Venezuelan opposition leader Juan Guaido and his new rival, lawmaker Luis Parra, called for competing legislative sessions Tuesday after both claimed to be the country's parliamentary speaker.
On Sunday, Venezuelan security forces with riot shields blocked Guaido from entering the National Assembly chamber where he was expected to be re-elected head of the opposition-dominated legislature. Instead, Parra, who is backed by socialist leader Nicolas Maduro, proclaimed himself speaker after claiming to have been elected with 81 votes in the 167-member chamber. Guaido has the support of much of the international community.
Opposition lawmakers later re-elected Guaido in a hastily arranged session at the headquarters of El Nacional newspaper, the last remaining newspaper in Caracas critical of Maduro and his ruling Socialist Party. A tally showed that 100 of Parliament's 167 legislators voted for Guaido.

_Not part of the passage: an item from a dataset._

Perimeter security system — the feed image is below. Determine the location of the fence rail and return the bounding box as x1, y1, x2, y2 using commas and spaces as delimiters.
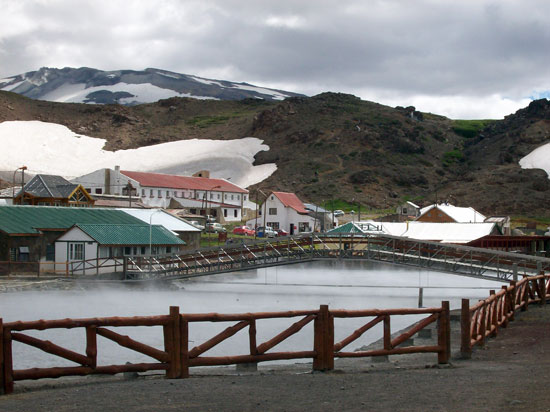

Elliott Abrams, U.S. envoy for Venezuela, said Monday the U.S. is considering additional sanctions on Venezuela after what he called a "brutal and corrupt campaign" by Venezuela's government to deny lawmakers access to the National Assembly.
"Obviously if the regime had the votes, it would not have ordered soldiers to keep elected deputies out of the National Assembly," he told reporters at the State Department.
He said Guaido won the election with a proper quorum, and said the United States is looking at new ways to support him.
U.S. Secretary of State Mike Pompeo said in a statement Sunday that Venezuelan officials supporting Maduro are trying to "destroy the last democratic institution in Venezuela, the National Assembly." He described the session in which Parra claimed himself speaker as a "farcical vote,'" and said no quorum was present.
Guaido has led the opposition to Maduro since the National Assembly elected him speaker. In that role, he declared himself acting president on Jan. 23, 2019, after Parliament called Maduro a "usurper."
"We defeated the dictatorship again. We overwhelmingly defeated the dictatorship, the ambitions of the dictatorship," Guaido said Sunday after his supporters re-elected him.
The European Union said Sunday it would continue to recognize Guaido, while the Lima Group regional bloc said Monday it backed Guaido's re-election.
His re-election "represents a rejection of the reckless actions by Nicolas Maduro's regime that sought to prevent his appointment," said a statement by the group signed by Brazil, Canada, Chile, Colombia, Costa Rica, Guatemala, Honduras, Panama, Paraguay, Peru and Bolivia.
Argentina's new center-left government also criticized blocking Guaido from the National Assembly.
"To impede by force the functioning of the legislative assembly is to condemn oneself to international isolation," Argentina's Foreign Minister Felipe Sola said on Twitter.
Russia argued that the vote to elect Parr was a democratic action.
"We consider the election of the new leadership of Parliament to be the result of a legitimate democratic procedure," Russia's Foreign Ministry said in a statement.
Parra is one of several lawmakers who recently broke away from Guaido. He has since been expelled from his party for alleged involvement in a corruption scandal involving Maduro.
Guaido is recognized by the United States and nearly 60 other countries as the legitimate president of Venezuela.
Guaido's international backing rests on the fact that as assembly president, he is Venezuela's highest-ranking official to have been democratically elected.
Opposition lawmakers hold 112 seats in Venezuela's National Assembly.